Het zijn turbulente tijden voor de land- en tuinbouw, de meningen over hoe het verder moet of verder gaat, lopen sterk uiteen. Het is dus goed dat de VROM-raad eens alle aspecten in kaart heeft gebracht van de ingrijpende veranderingen die nu plaatsvinden in de agrarische sector. En wat daar de ruimtelijke consequenties van zijn. Het advies brengt ordening aan en weet daar pakkende trefwoorden aan te verbinden.

Ik heb al de vier trefwoorden genoemd voor de
ontwikkelingsmogelijkheden die de VROM-raad voor de landbouw ziet.

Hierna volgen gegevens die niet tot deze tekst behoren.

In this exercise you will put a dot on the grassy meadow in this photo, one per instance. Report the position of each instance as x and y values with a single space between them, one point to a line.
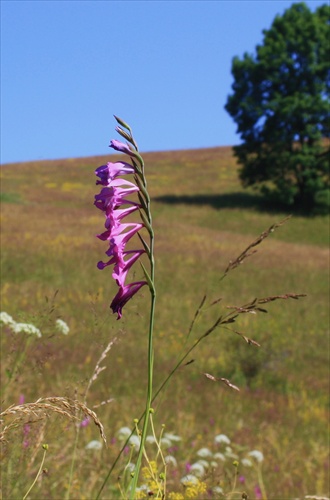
202 220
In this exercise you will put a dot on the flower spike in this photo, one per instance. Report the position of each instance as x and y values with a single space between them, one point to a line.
115 202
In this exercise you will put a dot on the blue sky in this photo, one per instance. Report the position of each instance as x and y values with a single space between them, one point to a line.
164 67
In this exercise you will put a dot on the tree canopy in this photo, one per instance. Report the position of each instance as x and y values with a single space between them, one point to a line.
280 103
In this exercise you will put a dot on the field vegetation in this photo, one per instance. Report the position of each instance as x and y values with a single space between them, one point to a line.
202 220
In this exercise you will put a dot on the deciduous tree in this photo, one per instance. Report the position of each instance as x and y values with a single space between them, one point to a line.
280 102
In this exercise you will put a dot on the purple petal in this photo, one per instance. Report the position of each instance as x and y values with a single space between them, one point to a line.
110 171
124 295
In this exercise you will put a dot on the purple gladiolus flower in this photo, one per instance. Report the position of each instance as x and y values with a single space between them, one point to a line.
110 171
125 293
114 194
258 492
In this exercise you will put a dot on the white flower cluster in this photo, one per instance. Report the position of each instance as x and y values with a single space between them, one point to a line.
206 459
27 328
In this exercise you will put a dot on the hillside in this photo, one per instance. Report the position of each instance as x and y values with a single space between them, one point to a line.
202 219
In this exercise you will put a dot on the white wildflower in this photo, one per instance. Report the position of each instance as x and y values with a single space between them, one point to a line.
229 453
26 328
169 459
204 452
204 463
124 432
134 441
6 319
258 455
189 478
62 327
197 469
246 462
222 438
93 445
172 437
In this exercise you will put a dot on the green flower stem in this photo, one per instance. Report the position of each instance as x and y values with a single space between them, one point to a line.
159 390
150 363
45 448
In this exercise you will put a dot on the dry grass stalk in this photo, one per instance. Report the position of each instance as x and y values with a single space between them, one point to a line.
221 379
40 410
247 253
252 307
98 369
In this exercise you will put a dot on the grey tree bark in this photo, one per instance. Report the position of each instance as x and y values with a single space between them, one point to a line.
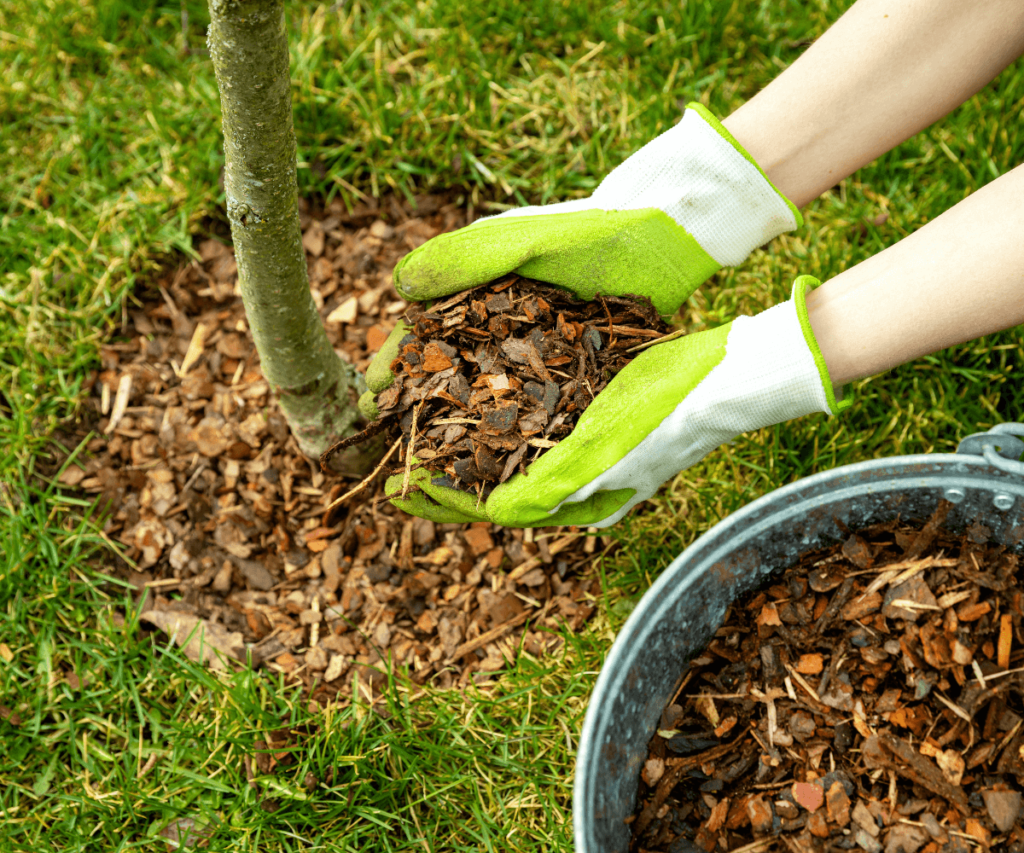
248 42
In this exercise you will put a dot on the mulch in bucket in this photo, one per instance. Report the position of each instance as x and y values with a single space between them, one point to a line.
869 698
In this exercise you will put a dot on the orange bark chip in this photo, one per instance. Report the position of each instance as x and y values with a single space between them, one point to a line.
1006 640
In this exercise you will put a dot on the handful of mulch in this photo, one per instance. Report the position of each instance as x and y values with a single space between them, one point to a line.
488 379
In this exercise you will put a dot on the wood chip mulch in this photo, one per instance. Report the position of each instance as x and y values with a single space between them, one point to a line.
488 379
870 698
225 520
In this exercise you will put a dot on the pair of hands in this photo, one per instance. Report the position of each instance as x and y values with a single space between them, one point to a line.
682 207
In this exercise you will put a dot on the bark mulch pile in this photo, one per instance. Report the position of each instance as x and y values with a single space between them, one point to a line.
504 371
225 519
870 698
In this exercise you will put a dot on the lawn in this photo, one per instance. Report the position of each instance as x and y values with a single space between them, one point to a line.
110 135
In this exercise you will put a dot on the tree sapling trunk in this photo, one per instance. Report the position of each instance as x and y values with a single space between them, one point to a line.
248 42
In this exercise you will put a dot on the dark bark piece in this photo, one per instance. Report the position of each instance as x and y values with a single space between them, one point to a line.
500 419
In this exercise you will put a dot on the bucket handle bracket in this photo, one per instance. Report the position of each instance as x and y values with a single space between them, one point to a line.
999 446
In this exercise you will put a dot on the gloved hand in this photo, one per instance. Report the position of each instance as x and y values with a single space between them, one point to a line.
660 224
670 407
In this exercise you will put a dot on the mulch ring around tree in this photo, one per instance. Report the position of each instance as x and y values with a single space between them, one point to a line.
870 698
225 521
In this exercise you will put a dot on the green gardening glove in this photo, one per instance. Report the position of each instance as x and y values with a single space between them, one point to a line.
659 225
672 406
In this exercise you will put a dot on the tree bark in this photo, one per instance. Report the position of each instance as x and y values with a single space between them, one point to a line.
248 42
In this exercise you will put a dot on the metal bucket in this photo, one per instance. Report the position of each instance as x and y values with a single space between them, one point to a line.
679 614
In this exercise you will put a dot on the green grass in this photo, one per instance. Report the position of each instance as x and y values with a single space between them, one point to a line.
109 133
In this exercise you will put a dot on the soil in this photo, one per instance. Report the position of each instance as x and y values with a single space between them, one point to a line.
491 378
223 520
870 697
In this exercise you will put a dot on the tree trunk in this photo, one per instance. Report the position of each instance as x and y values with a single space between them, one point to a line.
248 42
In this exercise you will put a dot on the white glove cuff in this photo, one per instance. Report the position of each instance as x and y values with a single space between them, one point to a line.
698 175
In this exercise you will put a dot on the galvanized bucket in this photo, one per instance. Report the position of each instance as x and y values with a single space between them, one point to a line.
679 614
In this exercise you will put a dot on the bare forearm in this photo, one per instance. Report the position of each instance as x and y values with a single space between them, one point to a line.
958 278
883 72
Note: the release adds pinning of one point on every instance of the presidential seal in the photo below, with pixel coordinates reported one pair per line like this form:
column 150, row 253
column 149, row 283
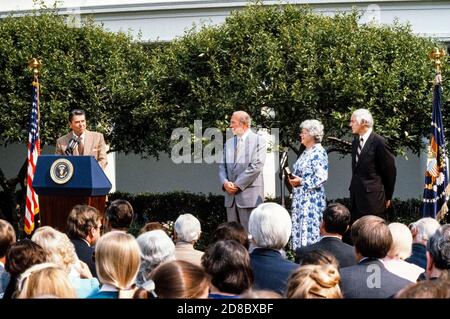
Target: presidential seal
column 61, row 171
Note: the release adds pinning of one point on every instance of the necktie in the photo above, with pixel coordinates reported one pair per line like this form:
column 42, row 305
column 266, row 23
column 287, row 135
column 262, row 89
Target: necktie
column 358, row 151
column 238, row 146
column 80, row 146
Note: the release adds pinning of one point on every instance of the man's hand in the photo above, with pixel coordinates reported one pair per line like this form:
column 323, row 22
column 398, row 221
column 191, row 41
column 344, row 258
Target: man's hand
column 230, row 188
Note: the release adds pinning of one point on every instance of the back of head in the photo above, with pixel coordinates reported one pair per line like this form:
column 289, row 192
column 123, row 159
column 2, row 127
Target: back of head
column 59, row 247
column 231, row 231
column 423, row 229
column 336, row 219
column 401, row 241
column 319, row 257
column 43, row 280
column 371, row 236
column 117, row 259
column 22, row 255
column 155, row 247
column 80, row 220
column 228, row 263
column 314, row 281
column 426, row 289
column 180, row 279
column 119, row 215
column 187, row 228
column 7, row 237
column 270, row 226
column 439, row 247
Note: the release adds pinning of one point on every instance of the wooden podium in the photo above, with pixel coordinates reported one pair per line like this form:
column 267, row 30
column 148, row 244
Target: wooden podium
column 65, row 181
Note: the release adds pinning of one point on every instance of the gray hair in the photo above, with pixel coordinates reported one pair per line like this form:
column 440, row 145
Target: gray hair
column 424, row 228
column 439, row 247
column 156, row 247
column 270, row 226
column 188, row 228
column 361, row 115
column 314, row 128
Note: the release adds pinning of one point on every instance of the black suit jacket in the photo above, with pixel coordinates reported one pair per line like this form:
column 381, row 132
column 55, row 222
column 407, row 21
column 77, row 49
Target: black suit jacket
column 369, row 279
column 343, row 252
column 373, row 177
column 85, row 254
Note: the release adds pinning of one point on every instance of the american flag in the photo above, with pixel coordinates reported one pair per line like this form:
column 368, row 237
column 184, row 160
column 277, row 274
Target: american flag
column 34, row 149
column 436, row 174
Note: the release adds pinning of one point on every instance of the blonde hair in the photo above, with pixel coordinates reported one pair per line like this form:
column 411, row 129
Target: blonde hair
column 59, row 247
column 44, row 280
column 117, row 259
column 314, row 281
column 401, row 241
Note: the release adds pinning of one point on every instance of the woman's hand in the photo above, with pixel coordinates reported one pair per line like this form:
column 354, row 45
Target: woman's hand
column 295, row 181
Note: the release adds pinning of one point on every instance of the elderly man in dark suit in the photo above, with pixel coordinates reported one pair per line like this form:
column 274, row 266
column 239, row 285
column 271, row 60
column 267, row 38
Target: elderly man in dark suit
column 335, row 222
column 240, row 171
column 80, row 141
column 369, row 278
column 373, row 169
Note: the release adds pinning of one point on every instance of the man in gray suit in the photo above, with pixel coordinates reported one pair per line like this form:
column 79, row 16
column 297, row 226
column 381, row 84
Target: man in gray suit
column 240, row 171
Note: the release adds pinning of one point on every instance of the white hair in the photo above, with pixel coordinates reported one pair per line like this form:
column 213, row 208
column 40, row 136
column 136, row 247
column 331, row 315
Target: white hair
column 361, row 115
column 156, row 247
column 188, row 228
column 401, row 246
column 270, row 226
column 314, row 128
column 424, row 228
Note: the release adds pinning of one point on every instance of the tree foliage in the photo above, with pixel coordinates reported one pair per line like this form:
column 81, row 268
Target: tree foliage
column 302, row 65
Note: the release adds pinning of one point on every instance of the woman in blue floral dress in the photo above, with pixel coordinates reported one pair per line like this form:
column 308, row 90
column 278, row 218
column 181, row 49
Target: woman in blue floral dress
column 310, row 174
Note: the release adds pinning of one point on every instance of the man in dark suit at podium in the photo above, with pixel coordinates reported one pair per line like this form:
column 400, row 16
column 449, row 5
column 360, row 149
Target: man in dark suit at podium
column 81, row 141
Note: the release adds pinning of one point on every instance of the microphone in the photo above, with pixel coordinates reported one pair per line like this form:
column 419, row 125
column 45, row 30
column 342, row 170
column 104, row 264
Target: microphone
column 70, row 147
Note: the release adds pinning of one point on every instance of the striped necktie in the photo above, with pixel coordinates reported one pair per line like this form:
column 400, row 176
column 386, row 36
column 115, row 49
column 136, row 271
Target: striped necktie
column 358, row 151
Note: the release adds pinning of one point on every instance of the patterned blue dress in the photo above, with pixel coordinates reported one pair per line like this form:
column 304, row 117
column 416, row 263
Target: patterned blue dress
column 309, row 201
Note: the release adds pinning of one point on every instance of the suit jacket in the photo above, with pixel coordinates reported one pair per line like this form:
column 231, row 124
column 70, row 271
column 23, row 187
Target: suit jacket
column 246, row 172
column 343, row 252
column 94, row 145
column 373, row 177
column 85, row 254
column 271, row 270
column 370, row 279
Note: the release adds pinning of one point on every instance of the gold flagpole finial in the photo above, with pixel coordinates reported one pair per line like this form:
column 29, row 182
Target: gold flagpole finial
column 34, row 65
column 436, row 55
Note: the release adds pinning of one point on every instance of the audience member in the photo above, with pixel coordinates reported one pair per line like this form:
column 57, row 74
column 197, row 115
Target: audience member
column 187, row 231
column 369, row 278
column 180, row 279
column 62, row 253
column 399, row 251
column 84, row 227
column 7, row 238
column 335, row 222
column 117, row 258
column 156, row 247
column 421, row 231
column 270, row 227
column 231, row 230
column 119, row 216
column 314, row 281
column 438, row 252
column 228, row 264
column 43, row 280
column 19, row 257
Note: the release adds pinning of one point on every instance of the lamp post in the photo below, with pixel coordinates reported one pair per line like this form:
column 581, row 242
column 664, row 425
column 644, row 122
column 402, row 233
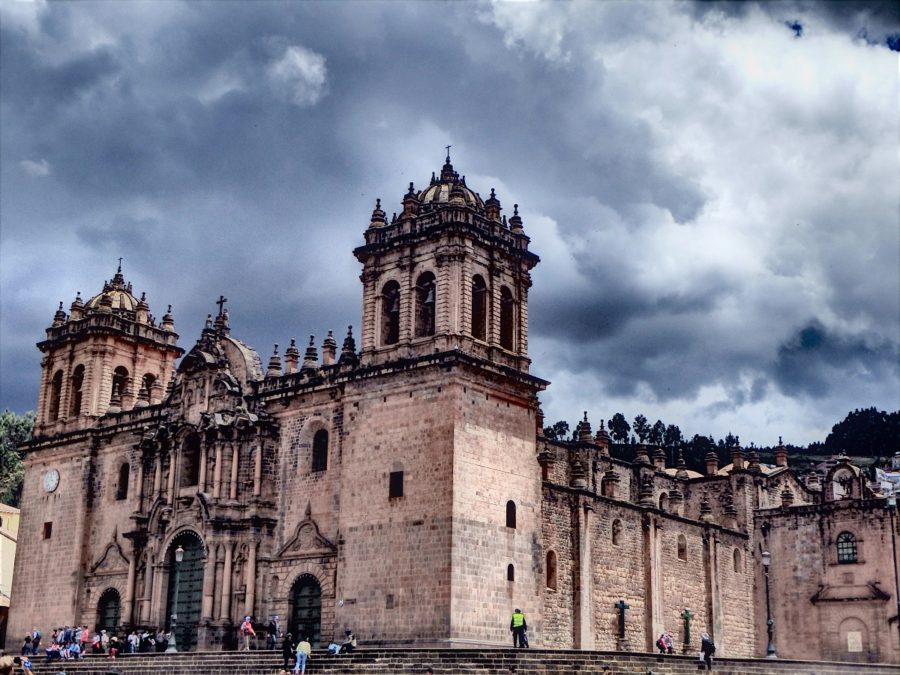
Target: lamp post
column 179, row 556
column 770, row 622
column 891, row 506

Land- en tuinbouw kan 'groot' worden, via schaalvergroting en rationalisatie. Maar dan moet de landbouw daarvoor ook de ruimte en de beste grond krijgen. Dit sluit aan bij het aanwijzen van landbouwontwikkelingsgebieden, zoals de Nota Ruimte voorstelt, en de ruimte die het Rijk daarvoor biedt aan provincies.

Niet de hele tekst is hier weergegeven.